Posted: Wednesday, October 01, 2008 8:43 PM

Holy Bull colt tops Eastern fall yearling sale


SALE TOPPER: $320,000 HOLY BULL COLT
Lydia Williams photo

by Pete Denk

Pennsylvania homebuilder Ed Stevenson outbid perennial top buyer Jay Em Ess Stable to buy a Holy Bull colt for $320,000 on Wednesday, the final day of the Fasig-Tipton Midlantic Eastern fall yearling sale.

Fireworks were few and far between during the three-day auction at the Maryland State Fairgrounds in Timonium, as only ten horses sold for six figures, compared with 27 in 2007.

Fasig-Tipton reported 483 of 753 yearlings offered as sold for $8,211,600, a 38.4% decline from last year when 574 yearlings sold for $13,331,400.

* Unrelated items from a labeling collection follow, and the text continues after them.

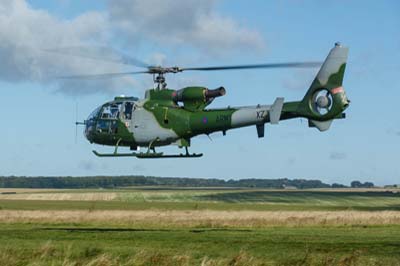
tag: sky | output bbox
[0,0,400,185]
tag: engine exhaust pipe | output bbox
[205,87,226,100]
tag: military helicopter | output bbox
[65,43,350,159]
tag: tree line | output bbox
[0,176,374,189]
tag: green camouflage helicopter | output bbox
[69,43,350,158]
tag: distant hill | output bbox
[0,176,346,189]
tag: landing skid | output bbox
[93,142,203,159]
[93,151,203,159]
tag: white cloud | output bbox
[109,0,264,54]
[0,0,264,95]
[0,0,137,94]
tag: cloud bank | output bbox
[0,0,264,95]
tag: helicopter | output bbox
[64,43,350,159]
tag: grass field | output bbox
[0,188,400,266]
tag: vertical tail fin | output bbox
[296,43,350,131]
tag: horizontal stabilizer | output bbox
[269,97,285,125]
[308,119,333,131]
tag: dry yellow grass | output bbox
[0,210,400,227]
[0,190,118,201]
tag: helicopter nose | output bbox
[85,121,94,142]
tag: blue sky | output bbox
[0,0,400,184]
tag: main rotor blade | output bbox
[179,62,322,71]
[43,46,150,68]
[57,71,151,79]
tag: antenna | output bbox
[75,102,78,144]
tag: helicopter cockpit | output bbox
[85,97,137,139]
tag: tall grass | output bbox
[0,208,400,228]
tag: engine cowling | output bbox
[173,87,226,111]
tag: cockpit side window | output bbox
[100,103,122,119]
[124,102,133,120]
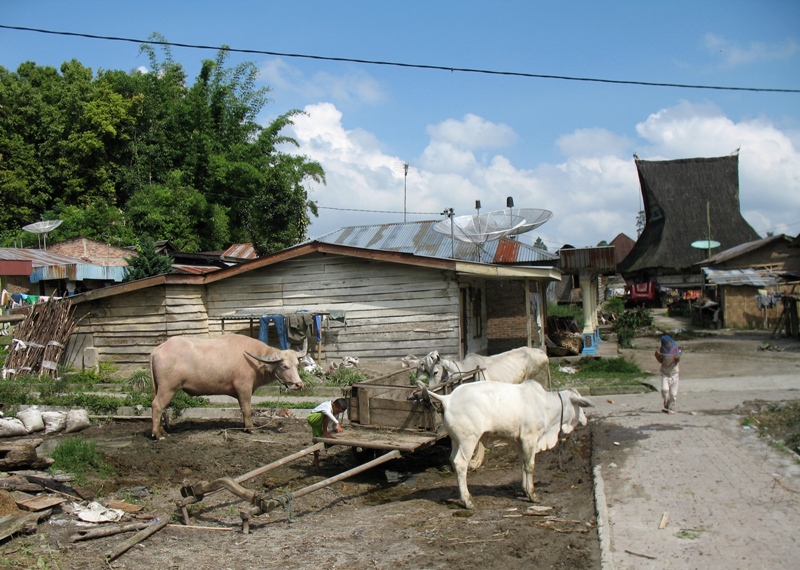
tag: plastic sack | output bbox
[64,410,92,433]
[17,406,44,433]
[42,412,67,433]
[0,418,28,437]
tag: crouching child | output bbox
[308,398,347,473]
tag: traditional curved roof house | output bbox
[618,152,759,288]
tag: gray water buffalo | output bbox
[150,334,307,439]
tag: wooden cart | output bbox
[176,369,479,533]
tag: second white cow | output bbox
[417,382,594,509]
[420,346,550,388]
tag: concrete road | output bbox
[590,376,800,570]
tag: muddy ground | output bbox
[6,320,800,570]
[0,417,599,570]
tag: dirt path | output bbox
[0,318,800,570]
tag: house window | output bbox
[471,289,483,338]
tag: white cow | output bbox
[417,346,550,388]
[417,382,594,509]
[417,346,550,469]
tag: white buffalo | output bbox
[417,382,594,509]
[417,346,550,388]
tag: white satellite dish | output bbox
[504,208,553,236]
[22,220,63,249]
[433,210,527,243]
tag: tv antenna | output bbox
[22,220,63,250]
[394,162,417,223]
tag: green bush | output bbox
[550,357,647,390]
[603,297,625,315]
[50,436,113,483]
[616,307,653,347]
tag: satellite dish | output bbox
[22,220,63,249]
[433,210,527,243]
[506,208,553,236]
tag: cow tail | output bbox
[150,352,158,394]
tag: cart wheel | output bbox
[351,447,379,465]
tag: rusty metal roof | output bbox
[171,263,220,275]
[703,267,783,287]
[312,220,558,265]
[559,245,617,274]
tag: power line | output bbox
[0,24,800,93]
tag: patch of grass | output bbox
[50,436,114,484]
[550,357,648,390]
[325,368,367,386]
[742,400,800,453]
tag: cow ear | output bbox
[569,396,594,408]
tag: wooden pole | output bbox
[105,515,169,562]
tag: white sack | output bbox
[42,412,67,433]
[17,406,44,433]
[0,418,28,437]
[64,410,92,433]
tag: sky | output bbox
[0,0,800,251]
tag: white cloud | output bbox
[426,113,517,150]
[292,102,800,250]
[259,58,385,105]
[704,33,800,68]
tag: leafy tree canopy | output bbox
[125,234,172,281]
[0,35,325,254]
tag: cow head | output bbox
[558,389,594,433]
[245,340,308,390]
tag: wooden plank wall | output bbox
[207,254,459,361]
[65,285,208,373]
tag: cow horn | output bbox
[244,350,283,362]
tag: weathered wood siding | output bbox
[64,285,208,373]
[207,254,459,361]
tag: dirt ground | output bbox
[0,320,800,570]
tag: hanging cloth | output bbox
[258,315,289,350]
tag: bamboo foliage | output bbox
[3,298,76,378]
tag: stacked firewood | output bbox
[3,298,76,378]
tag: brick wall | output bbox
[486,280,528,355]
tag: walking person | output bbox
[656,334,681,414]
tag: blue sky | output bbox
[0,0,800,251]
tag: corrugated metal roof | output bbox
[0,248,127,283]
[172,263,219,275]
[703,267,783,287]
[312,220,558,264]
[0,259,33,277]
[220,243,258,259]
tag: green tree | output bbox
[125,234,172,281]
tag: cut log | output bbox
[0,510,51,542]
[0,439,53,471]
[17,495,66,511]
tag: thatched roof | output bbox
[619,154,759,278]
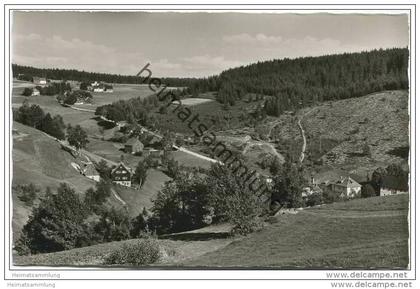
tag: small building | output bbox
[32,87,41,96]
[330,177,362,198]
[379,176,408,197]
[88,81,114,92]
[124,137,144,154]
[32,76,47,85]
[82,163,100,182]
[111,162,133,187]
[143,148,163,158]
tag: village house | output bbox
[32,87,41,96]
[111,162,133,187]
[88,81,114,92]
[379,176,408,197]
[124,137,144,154]
[82,163,100,182]
[32,76,47,85]
[143,148,163,159]
[329,177,362,198]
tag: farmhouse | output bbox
[32,76,47,85]
[111,162,132,187]
[379,176,408,197]
[330,177,362,198]
[88,81,114,92]
[143,148,163,158]
[124,137,144,154]
[82,163,100,182]
[32,88,41,96]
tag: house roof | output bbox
[381,175,408,192]
[334,177,362,188]
[125,137,142,145]
[32,76,47,81]
[85,164,99,176]
[111,162,132,174]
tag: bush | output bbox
[104,238,161,266]
[22,87,33,96]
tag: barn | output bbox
[111,162,133,187]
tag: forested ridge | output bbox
[13,48,408,116]
[217,48,408,115]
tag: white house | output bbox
[32,76,47,85]
[82,163,100,182]
[379,176,408,197]
[111,162,133,187]
[32,88,41,96]
[330,177,362,198]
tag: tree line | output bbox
[212,48,408,116]
[12,64,217,91]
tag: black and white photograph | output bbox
[0,1,415,288]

The average price of $17,001 was a 26.8% drop from last year and the lowest since 2002.

“You never want to be down, but everything in the world is down, especially this segment of the market,” said Fasig-Tipton Chairman Walt Robertson. “We damn sure knew it was gonna be tough under $30,000. It has been all year, and the [economic turmoil on Wall Street] this week sure didn’t help.

“I’ve heard some people say we had better horses last year, but I don’t know that’s the case. I think it’s just where we are today.”

Median declined 10% to $9,000. The buy-back rate was 35.9%, compared with 25.2% a year ago.

The sale topper was a gift to Ed Stevenson from his uncle Donald.

“We’ve been in the building business for 30 years. I’ve worked with my uncle since the time I was tenor 11 years old and then we were partners for about 30 years,” Ed Stevenson said. “I live on a farm [in Bedminster, Pennsylvania]. I’m 54 years old and semi-retiring, and I thought it would be nice to race some horses and have foals on the farm. I’m trying to slowly ease out of the building business and into the horses.”

The Stevenson family’s Cavanaugh Breen Farm purchased a Holy Bull filly named Holy Okie Dokie for $12,000 at last year’s Eastern fall yearling sale. They lost Holy Okie Dokie to the claim box for $25,000 on Tuesday at Delaware Park.

“[Holy Okie Dokie] was really our first starter. We really liked the horse and we had some fun, so we kinda came down looking for another Holy Bull,” Ed Stevenson said. “We weren’t expecting to go this high on this colt, but my uncle said go ahead and buy it. Basically, we didn’t want to stop.”

The sale topper will be sent to Ocala for breaking and will be trained by Guadalupe Preciado. The colt is out of the stakes-placed winning Citidancer mar Disco Darlin’ and was bred in Pennsylvania by Classic Thoroughbred XVIII, a partnership of Herb and Ellen Moelis, Jim Ferguson, and Mike Lipper.

The Moelis’s Candyland Farm in Middletown, Delaware, co-bred, raised, and consigned the colt. Candyland led all consignors with 19 horses sold for $823,700 at the Eastern fall yearling sale.

Candyland’s Mike Palmer said everyone was extremely excited about their first sale topper.

“It was unbelievable, a lot of fun. He went well above our expectations, but he is a very, very nice colt—strong, sturdy, and one of the smoothest Holy Bulls I’ve ever seen,” Palmer said. “I knew everybody was on him, but I didn’t realize it would be this amount of money.”

Trainer Chad Brown, representing former harness driver Malvern Burroughs of Saratoga Springs, New York, purchased the highest-priced female, a $105,000 filly by first-crop sire Purge, on Tuesday. Paramount Sales, agent, consigned the filly out of Canadian champion two-year-old filly Brusque, by Canaveral.

M & B Bloodstock purchased 12 yearlings for $409,500 to lead all buyers.